K-nearest neighbours
- instance-based learning and non-generalising learning
- does not attempt to construct a model
- simply stores instances of the training data
- Classification is computed from a simple majority vote of the nearest neighbours of each point.
- Two different implementations:
- KNeighborsClassifier
- RadiusNeighborsClassifier
KNeighborsClassifier vs RadiusNeighborsClassifier
KNeighborsClassifier - Implementation
from sklearn.neighbors import KNeighborsClassifier
kneighbor_classifier = KNeighborsClassifier()
kneighbor_classifier.fit(X_train, y_train)
Hyperparameters
- n_neighbors (default = 5)
- Specify the number of nearest neighbors K
- value should be int
- weights
- uniform (default)
- distance
- weigh points by the inverse of their distance
- closer neighbors of a query point will have a greater influence than neighbors which are further away
- own weight values
- parameter also accepts a user-defined function which takes an array of distances as input, and returns an array of the same shape containing the weights.
- algorithm
- ball_tree
- kd_tree
- brute
- auto (default)
For 'ball_tree' and 'kd_tree' algorithms, there are some other parameters to be set.

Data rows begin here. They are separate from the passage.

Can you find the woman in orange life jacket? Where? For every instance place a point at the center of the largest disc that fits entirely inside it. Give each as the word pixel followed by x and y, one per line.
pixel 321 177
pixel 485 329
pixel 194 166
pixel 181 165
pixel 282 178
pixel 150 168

- leaf_size (default = 30)
- can affect the speed of the construction and query, as well as the memory required to
store the tree
- metric
- Distance metric to use for the tree
- It is either string or callable function
- “euclidean”, “manhattan”, “chebyshev”, “minkowski” (default), “wminkowski”,
“seuclidean”, “mahalanobis”
- p (default = 2)
- Power parameter for the Minkowski metric
RadiusNeighborsClassifier - Implementation
- The number of neighbors is specified within a fixed radius r of each training point using radius parameter.